By Jamie Freed
(Reuters) – Air New Zealand Ltd said on Thursday it was studying how it could use low-carbon technologies like electric, hybrid or hydrogen powered planes to dramatically reduce emissions from shorter and regional flights as soon as 2030.
Air New Zealand Ltd signed a memorandum with Airbus SE to investigate the potential impact of hydrogen-powered planes on their network, operations and infrastructure.
Airbus claimed it plans to launch a hydrogen aircraft on the market by 2035. This goal is seen as ambitious, according to analysts and industry professionals.
Greg Foran (Air New Zealand chief executive) said, “Seeing low carbon solutions in place to our short domestic and region flights in the coming decade is now a step closer.”

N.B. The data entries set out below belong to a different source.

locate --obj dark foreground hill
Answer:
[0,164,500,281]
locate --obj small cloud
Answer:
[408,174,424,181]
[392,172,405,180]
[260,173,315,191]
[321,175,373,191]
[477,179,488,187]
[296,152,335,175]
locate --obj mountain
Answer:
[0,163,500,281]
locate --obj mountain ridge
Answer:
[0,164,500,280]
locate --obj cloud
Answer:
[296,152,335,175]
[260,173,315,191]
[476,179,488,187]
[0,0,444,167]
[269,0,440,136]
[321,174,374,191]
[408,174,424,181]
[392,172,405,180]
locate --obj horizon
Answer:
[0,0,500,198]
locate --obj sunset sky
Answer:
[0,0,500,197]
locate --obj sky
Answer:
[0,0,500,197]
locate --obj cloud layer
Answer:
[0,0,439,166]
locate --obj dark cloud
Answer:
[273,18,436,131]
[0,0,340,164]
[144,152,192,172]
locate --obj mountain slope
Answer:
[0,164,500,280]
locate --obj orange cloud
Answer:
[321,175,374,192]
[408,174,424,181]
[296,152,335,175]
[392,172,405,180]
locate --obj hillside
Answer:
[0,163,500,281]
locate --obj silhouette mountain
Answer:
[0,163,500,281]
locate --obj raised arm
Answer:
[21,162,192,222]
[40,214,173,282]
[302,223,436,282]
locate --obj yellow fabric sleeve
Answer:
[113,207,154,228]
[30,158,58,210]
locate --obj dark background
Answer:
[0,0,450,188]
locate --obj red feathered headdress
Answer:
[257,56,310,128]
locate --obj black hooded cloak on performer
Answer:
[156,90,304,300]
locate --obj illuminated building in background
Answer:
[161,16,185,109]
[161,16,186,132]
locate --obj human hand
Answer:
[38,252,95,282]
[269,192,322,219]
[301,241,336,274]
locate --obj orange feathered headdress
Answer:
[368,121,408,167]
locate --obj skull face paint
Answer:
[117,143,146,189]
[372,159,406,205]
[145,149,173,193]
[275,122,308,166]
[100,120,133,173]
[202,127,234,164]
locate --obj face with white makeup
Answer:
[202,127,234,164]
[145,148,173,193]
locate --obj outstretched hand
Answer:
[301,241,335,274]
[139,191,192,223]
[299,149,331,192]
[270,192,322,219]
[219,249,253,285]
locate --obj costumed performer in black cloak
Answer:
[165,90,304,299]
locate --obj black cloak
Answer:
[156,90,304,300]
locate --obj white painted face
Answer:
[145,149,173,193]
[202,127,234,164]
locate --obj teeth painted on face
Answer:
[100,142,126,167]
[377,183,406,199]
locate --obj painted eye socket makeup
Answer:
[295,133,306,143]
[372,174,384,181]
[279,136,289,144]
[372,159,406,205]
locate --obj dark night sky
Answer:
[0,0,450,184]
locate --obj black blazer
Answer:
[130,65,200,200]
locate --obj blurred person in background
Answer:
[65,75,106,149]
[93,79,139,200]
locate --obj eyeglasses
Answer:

Airbus and easyJet have already made similar hydrogen studies with Europe’s SAS (LON;) as other airlines strive to reach ambitious emission targets that are in line with their government-recorded commitments.
Around 2.5% of the world’s carbon emissions are caused by aviation.
European manufacturers said that the deal with Air New Zealand would enable them to get feedback from airlines about their preferences, configuration, and performance in zero-emissions aircraft.
A spokesperson for Airbus said that they are currently in discussions with other airlines to conduct similar studies.
Air New Zealand has just launched a new environmental technology initiative. It partnered in 2018 with ATR turboprop manufacturer, which is part of Airbus. The goal was to develop hybrid-electric regional airplanes.
Airbus last year unveiled three visual concepts for hyrdogen-powered planes and set itself a deadline of 2035 to put a carbon-free commercial aircraft in service, a target engine makers like Safran (PA:) have described as ambitious.
European planemaker Airbus says that radical technology is necessary to assist the industry in meeting climate goals. However, U.S. competitor Boeing (NYSE:) Co believes it is safer to be cautious and say that sustainable liquid fuels are the most important to the efforts to decarbonise aviation because they have the infrastructure to support them.
Airbus told European Union officials in June that the majority of airliners would continue to use traditional engines through 2050. Zero-emission hydrogen aircraft will be primarily used for regional and short-range flights starting 2035.